Recent advances in TB intercalibration on current and historical satellites have resulted in the availability of consistent TB observations that extend from years to decades. For passive microwave remote sensing of soil moisture, satellite intercalibration undertaken by the Global Precipitation Measurement (GPM) mission [1-2] has resulted in a decadal repository of intercalibrated TB observations at X-band (10.7 GHz) frequencies from GMI (2014-present), AMSR2 (2012-present), WindSat (2003-present), TMI (1997-2015) and AMSR-E (2002-2011). Likewise, recent studies on relative calibration by SMOS (2009-present) and SMAP (2015-present) teams have also enabled the production of a similar repository of intercalibrated TB observations for soil moisture estimation at L-band (1.41 GHz) frequencies [3]. When used as inputs to a common geophysical inversion model, these TB observations can be used for soil moisture estimation. Because consistency has been reinforced at the level of TB observations among satellites, the resulting record of soil moisture retrieval is expected to exhibit the same internal consistency. Together, therefore, these TB repositories provide the foundation for the development of current and historical consistent soil moisture data records with more frequent and wider coverage than any single satellite can achieve alone.
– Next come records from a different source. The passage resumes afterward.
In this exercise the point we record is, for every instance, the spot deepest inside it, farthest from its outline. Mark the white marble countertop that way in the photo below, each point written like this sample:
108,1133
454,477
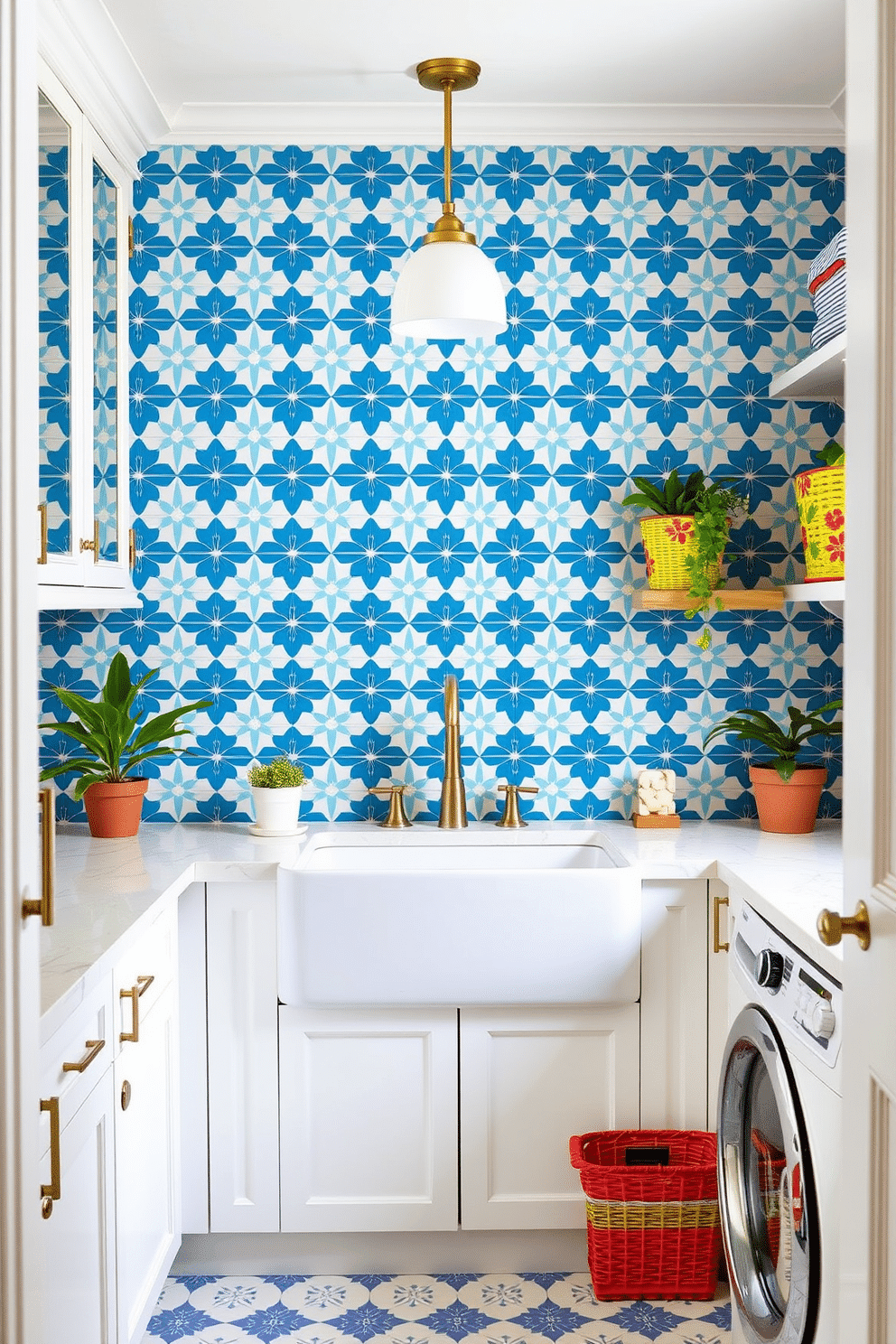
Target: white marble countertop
107,887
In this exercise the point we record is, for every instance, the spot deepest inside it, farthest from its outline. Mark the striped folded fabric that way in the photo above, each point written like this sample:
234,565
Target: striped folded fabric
827,289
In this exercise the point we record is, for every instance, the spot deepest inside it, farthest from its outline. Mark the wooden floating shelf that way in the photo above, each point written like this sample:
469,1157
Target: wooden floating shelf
741,600
818,377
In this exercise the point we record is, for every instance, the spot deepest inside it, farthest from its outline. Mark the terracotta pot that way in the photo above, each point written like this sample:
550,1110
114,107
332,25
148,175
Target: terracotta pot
113,809
788,808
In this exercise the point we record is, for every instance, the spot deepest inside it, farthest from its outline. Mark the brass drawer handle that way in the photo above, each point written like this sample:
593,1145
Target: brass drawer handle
93,1050
135,994
54,1189
717,945
44,534
44,908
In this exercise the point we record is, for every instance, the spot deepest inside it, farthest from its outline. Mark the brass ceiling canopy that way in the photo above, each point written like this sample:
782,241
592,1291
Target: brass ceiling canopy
450,74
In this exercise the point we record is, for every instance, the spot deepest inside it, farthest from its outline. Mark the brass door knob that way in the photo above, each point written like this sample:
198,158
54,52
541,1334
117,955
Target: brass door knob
833,926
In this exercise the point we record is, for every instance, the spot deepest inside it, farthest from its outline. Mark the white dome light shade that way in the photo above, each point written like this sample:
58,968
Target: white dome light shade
448,291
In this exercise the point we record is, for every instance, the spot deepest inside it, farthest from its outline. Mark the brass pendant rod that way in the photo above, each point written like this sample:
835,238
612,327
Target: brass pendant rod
448,85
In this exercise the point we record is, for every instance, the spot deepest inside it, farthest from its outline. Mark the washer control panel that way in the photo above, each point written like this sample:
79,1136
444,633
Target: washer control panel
797,994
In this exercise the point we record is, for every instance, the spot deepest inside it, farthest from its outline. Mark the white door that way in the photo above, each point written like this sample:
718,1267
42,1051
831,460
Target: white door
369,1120
19,870
146,1165
79,1236
243,1131
868,1247
531,1078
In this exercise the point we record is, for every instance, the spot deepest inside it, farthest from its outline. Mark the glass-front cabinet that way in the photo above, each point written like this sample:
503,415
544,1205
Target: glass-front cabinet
82,514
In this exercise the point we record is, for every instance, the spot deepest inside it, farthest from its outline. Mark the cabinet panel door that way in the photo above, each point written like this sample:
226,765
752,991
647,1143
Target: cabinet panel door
369,1120
529,1079
77,1242
673,1004
146,1167
243,1134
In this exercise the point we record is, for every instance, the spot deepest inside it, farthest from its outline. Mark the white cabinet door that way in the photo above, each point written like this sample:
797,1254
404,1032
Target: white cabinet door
77,1241
369,1120
243,1136
146,1165
673,1005
529,1079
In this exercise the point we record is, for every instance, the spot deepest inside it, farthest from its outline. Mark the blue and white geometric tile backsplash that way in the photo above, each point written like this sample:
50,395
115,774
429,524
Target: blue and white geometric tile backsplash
327,523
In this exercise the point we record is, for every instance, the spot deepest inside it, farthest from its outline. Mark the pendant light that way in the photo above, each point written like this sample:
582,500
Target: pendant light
448,289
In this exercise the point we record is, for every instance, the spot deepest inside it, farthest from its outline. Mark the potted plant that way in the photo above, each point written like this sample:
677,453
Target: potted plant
686,535
116,743
788,792
277,790
821,503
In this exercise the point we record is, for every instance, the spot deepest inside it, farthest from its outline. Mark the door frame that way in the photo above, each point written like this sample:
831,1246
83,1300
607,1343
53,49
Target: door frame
19,870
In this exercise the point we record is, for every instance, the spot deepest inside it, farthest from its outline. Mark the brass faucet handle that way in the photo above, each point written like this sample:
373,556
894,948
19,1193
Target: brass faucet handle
397,817
512,817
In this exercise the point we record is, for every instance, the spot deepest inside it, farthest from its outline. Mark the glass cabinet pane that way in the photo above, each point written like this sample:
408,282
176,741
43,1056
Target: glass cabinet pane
105,363
54,324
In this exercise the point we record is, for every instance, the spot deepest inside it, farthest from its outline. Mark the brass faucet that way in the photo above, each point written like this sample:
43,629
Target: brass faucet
453,811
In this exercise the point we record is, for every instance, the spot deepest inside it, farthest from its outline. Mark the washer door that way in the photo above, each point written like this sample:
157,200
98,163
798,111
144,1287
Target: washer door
766,1189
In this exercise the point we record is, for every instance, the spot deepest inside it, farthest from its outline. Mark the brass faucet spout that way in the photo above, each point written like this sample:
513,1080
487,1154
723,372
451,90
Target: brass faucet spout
453,809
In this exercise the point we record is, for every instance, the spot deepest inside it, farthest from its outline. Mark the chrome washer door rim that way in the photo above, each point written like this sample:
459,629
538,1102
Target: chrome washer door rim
754,1041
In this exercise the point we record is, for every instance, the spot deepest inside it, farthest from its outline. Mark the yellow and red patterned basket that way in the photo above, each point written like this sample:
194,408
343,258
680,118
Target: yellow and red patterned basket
821,503
667,540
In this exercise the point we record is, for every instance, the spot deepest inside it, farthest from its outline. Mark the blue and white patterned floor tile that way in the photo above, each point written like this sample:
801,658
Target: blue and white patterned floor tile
421,1310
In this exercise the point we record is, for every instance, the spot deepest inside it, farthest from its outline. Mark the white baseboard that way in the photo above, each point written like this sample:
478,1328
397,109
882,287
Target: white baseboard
382,1253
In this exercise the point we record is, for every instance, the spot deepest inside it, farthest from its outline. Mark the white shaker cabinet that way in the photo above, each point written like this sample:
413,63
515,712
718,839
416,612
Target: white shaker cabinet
77,1234
369,1120
529,1079
243,1134
146,1165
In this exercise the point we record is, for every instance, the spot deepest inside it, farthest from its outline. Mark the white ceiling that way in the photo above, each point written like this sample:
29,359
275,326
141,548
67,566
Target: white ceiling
233,68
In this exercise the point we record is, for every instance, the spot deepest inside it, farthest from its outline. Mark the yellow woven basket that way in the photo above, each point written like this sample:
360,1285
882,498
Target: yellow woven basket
667,539
821,503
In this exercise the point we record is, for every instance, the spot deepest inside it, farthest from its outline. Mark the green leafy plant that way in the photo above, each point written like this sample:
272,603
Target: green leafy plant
785,743
712,504
277,774
832,454
113,737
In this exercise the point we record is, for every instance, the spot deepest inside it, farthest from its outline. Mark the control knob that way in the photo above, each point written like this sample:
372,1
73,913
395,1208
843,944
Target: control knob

In this presentation, we will describe a NASA-funded initiative [4] (MEaSUREs: Making Earth System Data Records for use in Research Environments) to create a consistent soil moisture decadal data record from multiple satellites for terrestrial hydrological applications. Preliminary retrieval performance results on an integrated long-term L-band SMOS/SMAP soil moisture record will be discussed in this presentation.